The Italian ‘Belle Époque’ on display in Carrara, from Lega to Boldini and Balla.
The Italian ‘Belle Époque’ on display in Carrara, from Lega to Boldini and Balla.

A summer full of cultural experiences awaits in the heart of Carrara.

Among the bright white marble of its quarries, Palazzo Cucchiari offers an interesting exhibition entitled “Belle Époque.

The Italian painters of modern life”, a journey that highlights the artists who established themselves in the Italian artistic panorama between the end of the nineteenth century and the beginning of the twentieth century.

The post-Italian unification era was the reason for numerous changes in the artistic field.

It marked a clear break with the previous Romantic period, paving the way for an evolution of taste that followed in the footsteps of the French “Belle Époque”.

A period of cultural ferment, which saw the entrepreneurial urban bourgeoisie and the liberal aristocracy in the foreground in the construction of a New Italy.

The exhibition offers a review of the main exponents of the era in question, from Lega to Boldini, passing through Nomellini, De Nittis and Balla.

The visitor will have the opportunity to immerse himself in the works of these artists, as well as others less known to the general public, such as Signorini, Spadini, Pellizza da Volpedo, Zandomeneghi and Corcos, without forgetting the creations of Antonio Mancini, Tranquillo Cremona, Moses Bianchi, Emilio Longoni, Angelo Morbelli, Gaetano Previati, and many others.

The pictorial itinerary, full of almost a hundred works including paintings on canvas, on wood, watercolours, pastels and sculptures in bronze and plaster, invites you to follow the traces of the changes in painting after the unification of Italy.

It is a moment of great artistic effervescence, marked by the overcoming of regional schools and the desire to create a national imprint.

From the last vibrations of the Macchiaioli movement to the arrival of divisionism, this linear and compelling journey will lead the visitor along forty years of artistic evolution, through a temporal journey from the 1860s to 1917.

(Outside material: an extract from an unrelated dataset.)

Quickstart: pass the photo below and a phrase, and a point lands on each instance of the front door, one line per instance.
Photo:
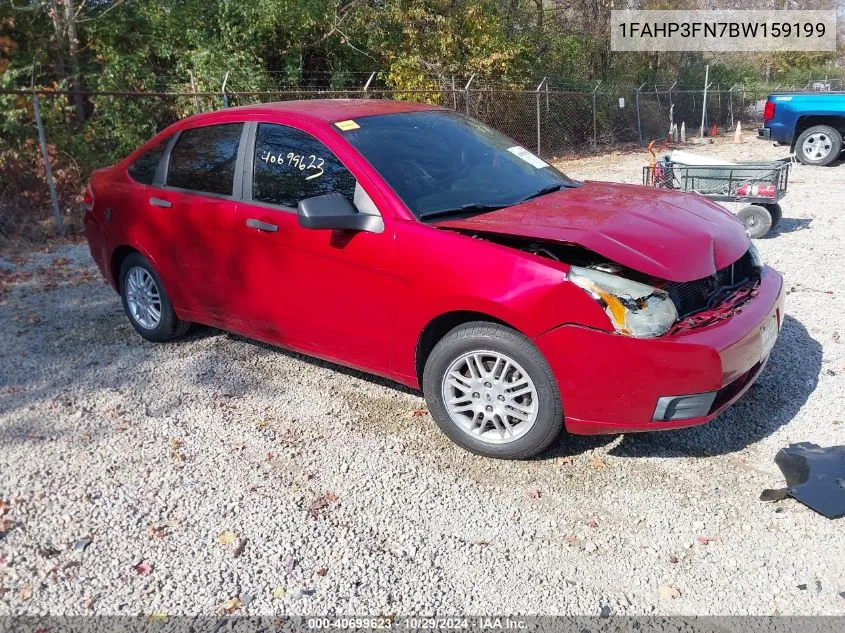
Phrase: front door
(197, 200)
(325, 292)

A novelty of this period was the constant and feverish search for material well-being, accompanied by an intense desire for cultural satisfaction and worldly entertainment.

The Risorgimento ideal gives way to a pragmatic and realistic culture, attentive to urban everyday life but still refined and refined.

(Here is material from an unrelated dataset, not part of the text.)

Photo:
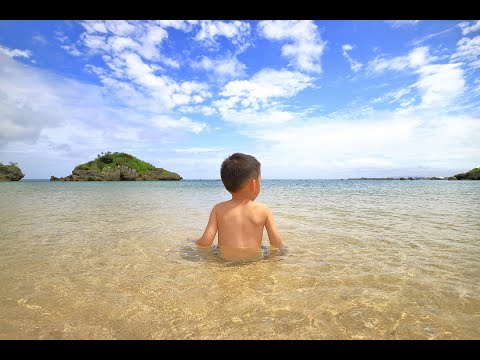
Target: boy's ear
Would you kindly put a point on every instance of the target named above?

In this scenario, the exhibition “Belle Époque.

The Italian painters of modern life” offers the visitor the opportunity to engage with a fundamental chapter in the history of Italian art, marked by a regeneration of themes and figurative language, not separated from the political and social ferment of the time.

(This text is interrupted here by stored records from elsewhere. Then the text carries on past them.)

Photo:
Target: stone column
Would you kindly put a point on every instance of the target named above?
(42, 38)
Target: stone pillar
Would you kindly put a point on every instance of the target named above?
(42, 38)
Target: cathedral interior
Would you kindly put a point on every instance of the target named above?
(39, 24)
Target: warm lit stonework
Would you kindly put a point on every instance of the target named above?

In short, it is an unmissable event for art enthusiasts, who will be able to immerse themselves in the vitality of the Italian “Belle Époque”, contributing to the valorization of our very rich cultural heritage.

An exhibition that brings together and betrays, that proposes and breaks down, that reveals and hides, but which, in any case, stimulates and intrigues, arousing unique emotions.